Unfortunately, the above representation has a serious disadvantage.  In
order to return an integer, an expression must allocate a @code{struct
value}, initialize it to represent that integer, and return a pointer to
it.  Furthermore, fetching an integer's value requires a memory
reference, which is much slower than a register reference on most
processors.  Since integers are extremely common, this representation is
too costly, in both time and space.  Integers should be very cheap to
create and manipulate.

One possible solution comes from the observation that, on many
architectures, heap-allocated data (i.e., what you get when you call
@code{malloc}) must be aligned on an eight-byte boundary. (Whether or
not the machine actually requires it, we can write our own allocator for
@code{struct value} objects that assures this is true.) In this case,
the lower three bits of the structure's address are known to be zero.

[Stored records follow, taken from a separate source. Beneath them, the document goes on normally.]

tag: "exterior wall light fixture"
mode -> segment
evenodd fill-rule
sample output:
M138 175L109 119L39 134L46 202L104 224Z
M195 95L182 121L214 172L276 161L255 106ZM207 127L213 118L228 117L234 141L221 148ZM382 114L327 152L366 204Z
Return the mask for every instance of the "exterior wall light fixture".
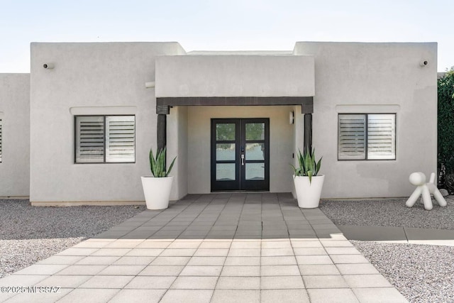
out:
M46 70L52 70L55 67L55 66L53 63L44 63L43 65L43 67L45 68Z
M289 113L289 123L293 124L295 123L295 113L293 111L290 111Z
M148 89L155 87L155 82L153 81L151 82L145 82L145 88L148 88Z

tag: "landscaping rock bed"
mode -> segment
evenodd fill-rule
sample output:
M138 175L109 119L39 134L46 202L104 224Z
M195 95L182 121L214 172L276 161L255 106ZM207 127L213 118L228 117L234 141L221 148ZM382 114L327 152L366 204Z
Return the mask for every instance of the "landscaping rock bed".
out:
M338 225L454 229L453 196L431 211L405 201L323 201L321 209ZM410 302L454 302L454 247L350 242Z
M145 209L145 205L33 207L28 200L0 200L0 277L106 231Z

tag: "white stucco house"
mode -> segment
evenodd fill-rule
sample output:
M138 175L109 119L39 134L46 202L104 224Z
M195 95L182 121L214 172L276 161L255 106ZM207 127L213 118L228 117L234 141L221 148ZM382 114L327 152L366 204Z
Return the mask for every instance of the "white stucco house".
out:
M31 43L0 74L0 196L143 202L148 152L177 156L171 199L293 192L299 148L323 198L405 197L436 171L436 43L297 42L187 53L176 42Z

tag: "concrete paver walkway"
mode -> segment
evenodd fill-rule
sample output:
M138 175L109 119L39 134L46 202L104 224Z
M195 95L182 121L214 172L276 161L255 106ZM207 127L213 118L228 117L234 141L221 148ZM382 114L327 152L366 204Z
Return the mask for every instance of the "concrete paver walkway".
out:
M288 193L189 195L0 286L7 302L406 302L319 209Z

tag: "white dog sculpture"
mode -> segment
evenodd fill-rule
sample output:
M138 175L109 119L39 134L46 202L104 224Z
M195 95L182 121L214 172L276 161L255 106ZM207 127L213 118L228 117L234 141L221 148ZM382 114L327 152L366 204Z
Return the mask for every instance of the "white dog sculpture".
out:
M441 206L446 206L446 200L445 200L445 198L443 197L443 195L435 185L435 172L431 174L431 180L428 183L426 183L426 175L422 172L412 173L410 175L409 180L410 183L417 186L417 187L405 202L405 205L408 207L414 206L421 194L423 202L424 202L424 208L428 211L432 209L433 207L431 194L433 195L433 197Z

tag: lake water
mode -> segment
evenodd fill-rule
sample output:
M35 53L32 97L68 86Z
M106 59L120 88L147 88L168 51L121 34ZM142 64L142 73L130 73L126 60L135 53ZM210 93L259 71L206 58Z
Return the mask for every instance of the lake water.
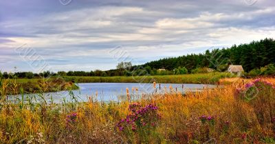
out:
M128 88L129 94L132 98L140 98L142 94L150 95L152 94L163 94L172 91L184 93L186 91L201 90L204 88L212 88L214 85L204 84L175 84L175 83L157 83L156 88L153 83L78 83L80 90L71 92L61 91L57 92L49 92L43 94L47 102L52 100L54 103L62 101L74 101L76 98L78 101L87 101L90 99L100 101L118 101L126 99L126 89ZM170 89L170 88L173 88ZM133 91L132 91L133 90ZM21 99L21 96L10 96L10 99L14 97ZM34 97L39 100L37 94L28 94L24 97Z

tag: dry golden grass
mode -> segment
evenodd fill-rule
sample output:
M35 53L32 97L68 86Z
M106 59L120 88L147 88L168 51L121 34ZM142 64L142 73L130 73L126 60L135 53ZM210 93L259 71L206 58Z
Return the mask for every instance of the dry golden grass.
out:
M274 79L263 79L275 84ZM143 143L275 143L275 90L266 89L270 91L243 101L236 94L236 88L243 88L243 80L252 81L226 79L221 83L231 84L222 88L184 96L166 93L135 101L143 106L157 105L162 115ZM131 113L128 101L1 103L0 143L141 143L142 139L137 132L126 134L116 126ZM76 119L68 122L72 114L77 114ZM204 115L211 116L214 123L203 123L199 118Z

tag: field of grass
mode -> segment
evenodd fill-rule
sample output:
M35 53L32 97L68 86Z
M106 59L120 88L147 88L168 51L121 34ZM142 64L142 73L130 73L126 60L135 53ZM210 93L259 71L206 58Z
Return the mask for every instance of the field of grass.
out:
M67 81L78 83L163 83L215 84L220 79L235 76L226 72L164 76L64 76Z
M64 81L64 79L60 78L45 79L16 79L0 81L0 87L4 86L6 86L6 90L4 92L0 91L0 95L14 95L21 93L44 93L78 89L78 87L74 83L67 82Z
M241 81L119 103L11 103L2 96L0 143L274 143L274 85Z

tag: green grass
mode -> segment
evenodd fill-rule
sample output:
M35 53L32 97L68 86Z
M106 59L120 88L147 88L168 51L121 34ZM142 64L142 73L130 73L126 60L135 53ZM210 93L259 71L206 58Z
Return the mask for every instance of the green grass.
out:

This gives us the room we need to provide an improved representation
for integers.  We make the following rules:
@itemize @bullet
@item
If the lower three bits of an @code{SCM} value are zero, then the SCM
value is a pointer to a @code{struct value}, and everything proceeds as
before.
@item
Otherwise, the @code{SCM} value represents an integer, whose value
appears in its upper bits.
@end itemize

Here is C code implementing this convention:
@example
enum type @{ pair, string, vector, ... @};

typedef struct value *SCM;

struct value @{
  enum type type;
  union @{
    struct @{ SCM car, cdr; @} pair;
    struct @{ int length; char *elts; @} string;
    struct @{ int length; SCM  *elts; @} vector;
    ...
  @} value;
@};

#define POINTER_P(x) (((int) (x) & 7) == 0)
#define INTEGER_P(x) (! POINTER_P (x))

#define GET_INTEGER(x)  ((int) (x) >> 3)
#define MAKE_INTEGER(x) ((SCM) (((x) << 3) | 1))
@end example

Notice that @code{integer} no longer appears as an element of @code{enum
type}, and the union has lost its @code{integer} member.  Instead, we
use the @code{POINTER_P} and @code{INTEGER_P} macros to make a coarse
classification of values into integers and non-integers, and do further
type testing as before.

Here's how we would answer the questions posed above (again, assume
@var{x} is an @code{SCM} value):
@itemize @bullet
@item
  To test if @var{x} is an integer, we can write @code{INTEGER_P (@var{x})}.
@item
  To find its value, we can write @code{GET_INTEGER (@var{x})}.
@item
  To test if @var{x} is a vector, we can write:
@example
  @code{POINTER_P (@var{x}) && @var{x}->type == vector}
@end example
  Given the new representation, we must make sure @var{x} is truly a
  pointer before we dereference it to determine its complete type.
@item
  If we know @var{x} is a vector, we can write
  @code{@var{x}->value.vector.elts[0]} to refer to its first element, as
  before.
@item
  If we know @var{x} is a pair, we can write
  @code{@var{x}->value.pair.car} to extract its car, just as before.
@end itemize

This representation allows us to operate more efficiently on integers
than the first.  For example, if @var{x} and @var{y} are known to be
integers, we can compute their sum as follows:
@example
MAKE_INTEGER (GET_INTEGER (@var{x}) + GET_INTEGER (@var{y}))
@end example
Now, integer math requires no allocation or memory references. Most real
Scheme systems actually implement addition and other operations using an
even more efficient algorithm, but this essay isn't about
bit-twiddling. (Hint: how do you decide when to overflow to a bignum?
How would you do it in assembly?)


@node Cheaper Pairs
@subsection Cheaper Pairs

However, there is yet another issue to confront. Most Scheme heaps
contain more pairs than any other type of object; Jonathan Rees said at
one point that pairs occupy 45% of the heap in his Scheme
implementation, Scheme 48. However, our representation above spends
three @code{SCM}-sized words per pair --- one for the type, and two for
the @sc{car} and @sc{cdr}. Is there any way to represent pairs using
only two words?

Let us refine the convention we established earlier.  Let us assert
that:
@itemize @bullet
@item
  If the bottom three bits of an @code{SCM} value are @code{#b000}, then
  it is a pointer, as before.
@item
  If the bottom three bits are @code{#b001}, then the upper bits are an
  integer.  This is a bit more restrictive than before.
@item
  If the bottom two bits are @code{#b010}, then the value, with the bottom
  three bits masked out, is the address of a pair.
@end itemize

Here is the new C code:
@example
enum type @{ string, vector, ... @};

typedef struct value *SCM;

struct value @{
  enum type type;
  union @{
    struct @{ int length; char *elts; @} string;
    struct @{ int length; SCM  *elts; @} vector;
    ...
  @} value;
@};

struct pair @{
  SCM car, cdr;
@};

#define POINTER_P(x) (((int) (x) & 7) == 0)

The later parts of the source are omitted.